CORE4D: A 4D Human-Object-Human Interaction Dataset for Collaborative Object REarrangement
Yun Liu, Chengwen Zhang, Ruofan Xing, Bingda Tang, Bowen Yang, Li Yi
TL;DR
CORE4D tackles the scarcity of large-scale, high-fidelity 4D human-object-human interaction data for collaborative object rearrangement by combining 1K real HOH sequences with 10K synthetic retargeted sequences across 3K object shapes. It introduces a hybrid data-collection pipeline that preserves temporal collaboration patterns while expanding spatial relations through collaboration retargeting, including object-centric DeepSDF-based retargeting and a human-centric pose discriminator for selection.
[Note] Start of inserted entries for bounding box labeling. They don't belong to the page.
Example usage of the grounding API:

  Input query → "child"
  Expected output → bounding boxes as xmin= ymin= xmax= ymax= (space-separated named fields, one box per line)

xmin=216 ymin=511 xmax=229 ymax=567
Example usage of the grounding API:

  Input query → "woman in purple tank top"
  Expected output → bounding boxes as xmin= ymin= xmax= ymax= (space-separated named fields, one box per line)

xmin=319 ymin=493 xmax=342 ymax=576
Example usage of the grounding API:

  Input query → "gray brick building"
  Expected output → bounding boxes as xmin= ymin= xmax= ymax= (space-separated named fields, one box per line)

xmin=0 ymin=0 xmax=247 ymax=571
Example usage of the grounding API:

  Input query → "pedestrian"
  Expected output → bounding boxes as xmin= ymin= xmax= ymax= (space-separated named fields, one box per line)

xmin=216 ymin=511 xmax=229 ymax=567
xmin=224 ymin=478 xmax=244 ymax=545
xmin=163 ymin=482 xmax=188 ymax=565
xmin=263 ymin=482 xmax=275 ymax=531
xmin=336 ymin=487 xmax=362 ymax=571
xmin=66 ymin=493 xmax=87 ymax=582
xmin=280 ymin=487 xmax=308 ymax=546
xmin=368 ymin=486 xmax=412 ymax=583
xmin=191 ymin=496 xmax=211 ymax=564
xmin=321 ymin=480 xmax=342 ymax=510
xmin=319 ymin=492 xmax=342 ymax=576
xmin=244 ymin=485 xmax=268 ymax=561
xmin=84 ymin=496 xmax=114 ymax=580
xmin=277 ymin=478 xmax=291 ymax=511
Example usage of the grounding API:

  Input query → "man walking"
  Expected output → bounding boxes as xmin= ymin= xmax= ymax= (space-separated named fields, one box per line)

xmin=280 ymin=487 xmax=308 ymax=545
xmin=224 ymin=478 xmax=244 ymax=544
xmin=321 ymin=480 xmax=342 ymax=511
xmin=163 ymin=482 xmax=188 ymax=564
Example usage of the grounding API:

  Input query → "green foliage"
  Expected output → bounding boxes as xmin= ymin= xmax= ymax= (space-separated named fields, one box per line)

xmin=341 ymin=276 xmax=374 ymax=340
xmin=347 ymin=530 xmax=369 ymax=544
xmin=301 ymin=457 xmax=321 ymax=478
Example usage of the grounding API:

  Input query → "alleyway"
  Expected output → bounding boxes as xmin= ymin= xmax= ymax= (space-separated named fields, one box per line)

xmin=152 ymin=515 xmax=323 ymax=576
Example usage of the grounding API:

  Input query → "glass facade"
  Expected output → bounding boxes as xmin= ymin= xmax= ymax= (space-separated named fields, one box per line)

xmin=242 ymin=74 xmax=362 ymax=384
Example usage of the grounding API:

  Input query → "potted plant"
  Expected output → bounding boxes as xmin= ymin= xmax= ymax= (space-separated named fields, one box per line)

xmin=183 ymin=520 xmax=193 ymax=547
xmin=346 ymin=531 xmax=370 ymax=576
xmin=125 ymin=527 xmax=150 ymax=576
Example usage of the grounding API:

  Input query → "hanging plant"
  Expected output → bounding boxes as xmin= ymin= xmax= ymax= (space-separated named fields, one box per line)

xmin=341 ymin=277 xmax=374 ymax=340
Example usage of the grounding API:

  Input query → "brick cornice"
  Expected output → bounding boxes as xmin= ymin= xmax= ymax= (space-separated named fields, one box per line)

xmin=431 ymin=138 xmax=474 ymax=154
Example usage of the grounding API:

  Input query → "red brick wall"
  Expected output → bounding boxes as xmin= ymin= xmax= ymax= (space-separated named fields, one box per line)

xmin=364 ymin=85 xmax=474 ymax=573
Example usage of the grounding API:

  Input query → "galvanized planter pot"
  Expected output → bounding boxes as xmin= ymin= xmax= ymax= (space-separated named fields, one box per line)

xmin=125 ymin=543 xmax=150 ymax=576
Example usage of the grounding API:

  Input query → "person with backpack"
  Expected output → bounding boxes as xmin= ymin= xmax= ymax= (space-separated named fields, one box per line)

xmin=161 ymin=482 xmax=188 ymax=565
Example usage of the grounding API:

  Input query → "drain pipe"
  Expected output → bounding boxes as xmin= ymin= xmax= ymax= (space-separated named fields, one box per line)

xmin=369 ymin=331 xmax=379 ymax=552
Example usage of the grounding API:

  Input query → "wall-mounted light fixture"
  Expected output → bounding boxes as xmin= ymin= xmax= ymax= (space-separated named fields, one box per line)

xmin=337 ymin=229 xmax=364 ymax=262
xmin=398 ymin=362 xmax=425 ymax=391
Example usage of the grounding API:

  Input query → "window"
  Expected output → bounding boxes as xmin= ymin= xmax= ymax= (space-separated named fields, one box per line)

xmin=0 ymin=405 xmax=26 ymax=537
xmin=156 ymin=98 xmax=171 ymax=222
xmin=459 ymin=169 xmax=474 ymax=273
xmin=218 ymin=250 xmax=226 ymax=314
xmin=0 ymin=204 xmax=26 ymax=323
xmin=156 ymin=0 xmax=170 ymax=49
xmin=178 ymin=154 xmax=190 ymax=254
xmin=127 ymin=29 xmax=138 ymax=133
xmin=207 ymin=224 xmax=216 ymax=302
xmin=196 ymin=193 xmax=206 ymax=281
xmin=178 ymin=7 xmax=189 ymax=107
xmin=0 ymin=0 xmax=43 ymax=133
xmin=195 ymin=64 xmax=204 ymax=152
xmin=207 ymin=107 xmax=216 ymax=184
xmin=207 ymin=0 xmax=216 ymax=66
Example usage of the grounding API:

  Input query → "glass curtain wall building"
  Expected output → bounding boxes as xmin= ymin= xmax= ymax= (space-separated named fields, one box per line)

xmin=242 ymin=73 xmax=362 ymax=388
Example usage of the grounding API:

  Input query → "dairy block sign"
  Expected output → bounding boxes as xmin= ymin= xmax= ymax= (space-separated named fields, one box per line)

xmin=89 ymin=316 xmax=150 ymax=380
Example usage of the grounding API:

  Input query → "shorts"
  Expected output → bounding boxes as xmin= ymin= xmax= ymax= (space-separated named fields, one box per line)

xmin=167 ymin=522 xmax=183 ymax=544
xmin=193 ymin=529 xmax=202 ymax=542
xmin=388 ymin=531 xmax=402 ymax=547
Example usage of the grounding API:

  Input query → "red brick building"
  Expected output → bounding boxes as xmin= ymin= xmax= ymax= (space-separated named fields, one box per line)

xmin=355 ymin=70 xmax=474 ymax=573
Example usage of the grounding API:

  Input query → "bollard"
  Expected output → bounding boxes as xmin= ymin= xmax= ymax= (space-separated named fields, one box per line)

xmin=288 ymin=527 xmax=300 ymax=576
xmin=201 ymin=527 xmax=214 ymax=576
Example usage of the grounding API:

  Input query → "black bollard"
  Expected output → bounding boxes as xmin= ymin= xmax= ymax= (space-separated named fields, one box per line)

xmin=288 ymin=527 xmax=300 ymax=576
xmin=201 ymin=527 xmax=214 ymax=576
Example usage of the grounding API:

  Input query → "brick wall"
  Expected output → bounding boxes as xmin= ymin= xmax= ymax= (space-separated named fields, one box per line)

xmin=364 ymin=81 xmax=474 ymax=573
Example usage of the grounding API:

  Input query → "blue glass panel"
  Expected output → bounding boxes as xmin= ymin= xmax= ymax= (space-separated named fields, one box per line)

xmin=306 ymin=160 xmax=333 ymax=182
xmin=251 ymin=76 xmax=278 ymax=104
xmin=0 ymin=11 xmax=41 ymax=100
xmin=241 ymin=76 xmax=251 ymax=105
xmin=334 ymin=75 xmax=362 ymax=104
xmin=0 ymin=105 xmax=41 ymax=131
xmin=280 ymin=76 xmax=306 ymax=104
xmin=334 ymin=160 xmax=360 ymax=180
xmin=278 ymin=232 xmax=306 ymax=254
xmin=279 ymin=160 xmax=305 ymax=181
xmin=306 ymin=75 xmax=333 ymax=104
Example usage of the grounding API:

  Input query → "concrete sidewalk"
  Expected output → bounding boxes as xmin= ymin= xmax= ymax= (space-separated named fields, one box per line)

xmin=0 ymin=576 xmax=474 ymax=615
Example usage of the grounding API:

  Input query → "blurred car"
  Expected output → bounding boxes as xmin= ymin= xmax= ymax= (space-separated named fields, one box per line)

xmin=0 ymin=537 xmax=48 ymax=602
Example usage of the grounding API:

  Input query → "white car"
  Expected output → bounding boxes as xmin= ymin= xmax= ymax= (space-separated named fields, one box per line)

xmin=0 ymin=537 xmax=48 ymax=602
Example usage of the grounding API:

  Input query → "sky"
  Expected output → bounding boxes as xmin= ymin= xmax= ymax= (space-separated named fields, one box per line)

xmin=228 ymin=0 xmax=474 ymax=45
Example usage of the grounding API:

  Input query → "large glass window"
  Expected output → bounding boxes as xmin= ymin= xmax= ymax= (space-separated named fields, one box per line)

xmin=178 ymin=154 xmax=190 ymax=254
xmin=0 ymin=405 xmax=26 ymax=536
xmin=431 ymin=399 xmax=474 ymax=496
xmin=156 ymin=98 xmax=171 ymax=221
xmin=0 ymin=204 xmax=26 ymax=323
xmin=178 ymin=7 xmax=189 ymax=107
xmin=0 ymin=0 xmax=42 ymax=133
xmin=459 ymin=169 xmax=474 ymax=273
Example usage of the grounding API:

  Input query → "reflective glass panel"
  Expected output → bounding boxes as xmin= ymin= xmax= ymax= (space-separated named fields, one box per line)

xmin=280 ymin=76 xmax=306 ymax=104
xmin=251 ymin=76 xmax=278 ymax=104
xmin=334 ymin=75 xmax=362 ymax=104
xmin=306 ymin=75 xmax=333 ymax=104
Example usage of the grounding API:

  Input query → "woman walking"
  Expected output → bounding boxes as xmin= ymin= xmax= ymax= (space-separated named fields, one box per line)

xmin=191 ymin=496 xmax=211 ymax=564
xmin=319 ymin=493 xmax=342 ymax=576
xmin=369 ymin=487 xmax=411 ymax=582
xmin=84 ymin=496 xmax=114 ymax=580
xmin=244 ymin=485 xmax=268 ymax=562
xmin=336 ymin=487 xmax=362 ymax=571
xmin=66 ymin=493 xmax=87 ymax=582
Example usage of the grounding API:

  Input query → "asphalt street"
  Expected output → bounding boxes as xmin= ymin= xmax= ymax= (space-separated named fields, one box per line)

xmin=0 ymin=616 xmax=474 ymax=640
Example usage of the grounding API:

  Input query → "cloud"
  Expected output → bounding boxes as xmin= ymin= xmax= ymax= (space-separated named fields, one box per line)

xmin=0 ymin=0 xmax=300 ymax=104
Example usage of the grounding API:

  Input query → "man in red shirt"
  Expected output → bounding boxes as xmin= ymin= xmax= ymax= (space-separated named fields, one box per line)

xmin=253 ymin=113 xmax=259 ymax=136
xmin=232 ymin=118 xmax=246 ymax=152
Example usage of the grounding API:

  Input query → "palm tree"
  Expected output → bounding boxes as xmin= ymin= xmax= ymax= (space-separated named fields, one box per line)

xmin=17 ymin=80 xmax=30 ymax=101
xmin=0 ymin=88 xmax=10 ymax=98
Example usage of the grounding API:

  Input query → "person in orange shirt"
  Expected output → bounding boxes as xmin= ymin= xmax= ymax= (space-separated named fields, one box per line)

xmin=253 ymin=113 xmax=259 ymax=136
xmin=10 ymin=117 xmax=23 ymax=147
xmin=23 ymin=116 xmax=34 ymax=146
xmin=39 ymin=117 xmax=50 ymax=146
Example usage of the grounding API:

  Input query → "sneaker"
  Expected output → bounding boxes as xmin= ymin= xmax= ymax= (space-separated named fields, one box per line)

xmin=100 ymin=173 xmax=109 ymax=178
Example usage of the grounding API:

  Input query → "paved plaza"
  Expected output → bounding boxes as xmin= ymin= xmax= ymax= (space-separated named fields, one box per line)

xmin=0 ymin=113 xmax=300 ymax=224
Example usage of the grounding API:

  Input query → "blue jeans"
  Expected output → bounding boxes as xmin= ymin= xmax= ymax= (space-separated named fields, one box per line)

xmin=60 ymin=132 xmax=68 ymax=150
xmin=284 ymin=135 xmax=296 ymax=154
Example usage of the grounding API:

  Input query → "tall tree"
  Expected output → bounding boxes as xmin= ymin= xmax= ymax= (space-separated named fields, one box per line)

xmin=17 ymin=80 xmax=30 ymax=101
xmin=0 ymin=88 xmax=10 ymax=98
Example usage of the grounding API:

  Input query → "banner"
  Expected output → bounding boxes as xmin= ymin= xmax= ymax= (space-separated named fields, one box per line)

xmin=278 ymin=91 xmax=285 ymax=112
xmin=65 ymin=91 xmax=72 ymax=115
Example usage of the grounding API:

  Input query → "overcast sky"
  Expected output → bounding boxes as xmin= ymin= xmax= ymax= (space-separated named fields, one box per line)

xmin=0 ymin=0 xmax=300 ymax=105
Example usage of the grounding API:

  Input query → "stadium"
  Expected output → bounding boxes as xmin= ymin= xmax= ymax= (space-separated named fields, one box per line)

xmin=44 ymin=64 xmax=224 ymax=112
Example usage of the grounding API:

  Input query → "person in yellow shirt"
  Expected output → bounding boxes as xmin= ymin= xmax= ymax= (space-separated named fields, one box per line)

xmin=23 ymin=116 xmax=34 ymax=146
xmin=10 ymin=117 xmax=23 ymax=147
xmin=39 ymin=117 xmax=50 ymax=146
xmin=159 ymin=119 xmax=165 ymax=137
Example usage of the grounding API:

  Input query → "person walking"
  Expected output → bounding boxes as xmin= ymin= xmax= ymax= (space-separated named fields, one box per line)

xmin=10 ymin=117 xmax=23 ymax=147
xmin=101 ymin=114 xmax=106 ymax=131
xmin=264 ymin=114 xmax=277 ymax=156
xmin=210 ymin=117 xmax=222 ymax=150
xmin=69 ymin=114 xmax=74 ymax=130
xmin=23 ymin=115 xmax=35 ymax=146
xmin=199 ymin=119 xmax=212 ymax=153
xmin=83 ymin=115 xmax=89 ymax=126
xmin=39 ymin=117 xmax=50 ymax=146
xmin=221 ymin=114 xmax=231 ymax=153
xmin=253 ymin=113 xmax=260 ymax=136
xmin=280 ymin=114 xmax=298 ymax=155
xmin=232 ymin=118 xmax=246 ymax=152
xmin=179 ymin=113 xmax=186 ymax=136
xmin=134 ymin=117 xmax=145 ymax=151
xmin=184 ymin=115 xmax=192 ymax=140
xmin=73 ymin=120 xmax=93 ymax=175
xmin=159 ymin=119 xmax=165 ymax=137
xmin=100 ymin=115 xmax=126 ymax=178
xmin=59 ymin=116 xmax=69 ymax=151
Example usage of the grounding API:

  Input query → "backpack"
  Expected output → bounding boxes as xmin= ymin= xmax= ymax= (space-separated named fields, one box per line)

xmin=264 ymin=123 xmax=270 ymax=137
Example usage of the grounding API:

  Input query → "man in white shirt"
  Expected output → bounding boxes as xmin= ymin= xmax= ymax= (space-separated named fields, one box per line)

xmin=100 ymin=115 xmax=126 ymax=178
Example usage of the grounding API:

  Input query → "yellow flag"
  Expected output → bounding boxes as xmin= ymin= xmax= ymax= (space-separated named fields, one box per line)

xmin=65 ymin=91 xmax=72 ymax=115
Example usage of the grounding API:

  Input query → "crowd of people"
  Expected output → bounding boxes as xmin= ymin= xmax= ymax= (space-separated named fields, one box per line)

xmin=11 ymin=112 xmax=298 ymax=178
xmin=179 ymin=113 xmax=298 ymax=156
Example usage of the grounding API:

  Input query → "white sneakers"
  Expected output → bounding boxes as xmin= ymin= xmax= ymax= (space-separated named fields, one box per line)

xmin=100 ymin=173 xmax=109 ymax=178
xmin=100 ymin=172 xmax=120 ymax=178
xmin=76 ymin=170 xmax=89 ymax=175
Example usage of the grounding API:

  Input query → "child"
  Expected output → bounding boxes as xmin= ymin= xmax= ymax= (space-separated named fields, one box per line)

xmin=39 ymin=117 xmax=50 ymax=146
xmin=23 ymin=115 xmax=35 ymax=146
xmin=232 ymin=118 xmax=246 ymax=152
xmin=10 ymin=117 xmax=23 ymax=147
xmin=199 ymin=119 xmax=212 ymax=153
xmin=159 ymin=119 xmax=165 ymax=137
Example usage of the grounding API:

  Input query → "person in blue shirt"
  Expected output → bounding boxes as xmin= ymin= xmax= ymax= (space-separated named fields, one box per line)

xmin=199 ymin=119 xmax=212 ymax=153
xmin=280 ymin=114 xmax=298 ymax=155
The work benchmarks two tasks—motion forecasting and interaction synthesis—demonstrating the challenges of modeling multi-person collaboration and showing that synthetic data can enhance forecasting performance and enable humanoid skill learning. By providing diverse object geometries, collaboration modes, and 3D scenes, CORE4D offers a practical resource for VR/AR, human-robot interaction, and humanoid manipulation research, while acknowledging limitations like the absence of outdoor scenes and visual data in the synthetic branch.
Abstract
Understanding how humans cooperatively rearrange household objects is critical for VR/AR and human-robot interaction. However, in-depth studies on modeling these behaviors are under-researched due to the lack of relevant datasets. We fill this gap by presenting CORE4D, a novel large-scale 4D human-object-human interaction dataset focusing on collaborative object rearrangement, which encompasses diverse compositions of various object geometries, collaboration modes, and 3D scenes. With 1K human-object-human motion sequences captured in the real world, we enrich CORE4D by contributing an iterative collaboration retargeting strategy to augment motions to a variety of novel objects. Leveraging this approach, CORE4D comprises a total of 11K collaboration sequences spanning 3K real and virtual object shapes. Benefiting from extensive motion patterns provided by CORE4D, we benchmark two tasks aiming at generating human-object interaction: human-object motion forecasting and interaction synthesis. Extensive experiments demonstrate the effectiveness of our collaboration retargeting strategy and indicate that CORE4D has posed new challenges to existing human-object interaction generation methodologies.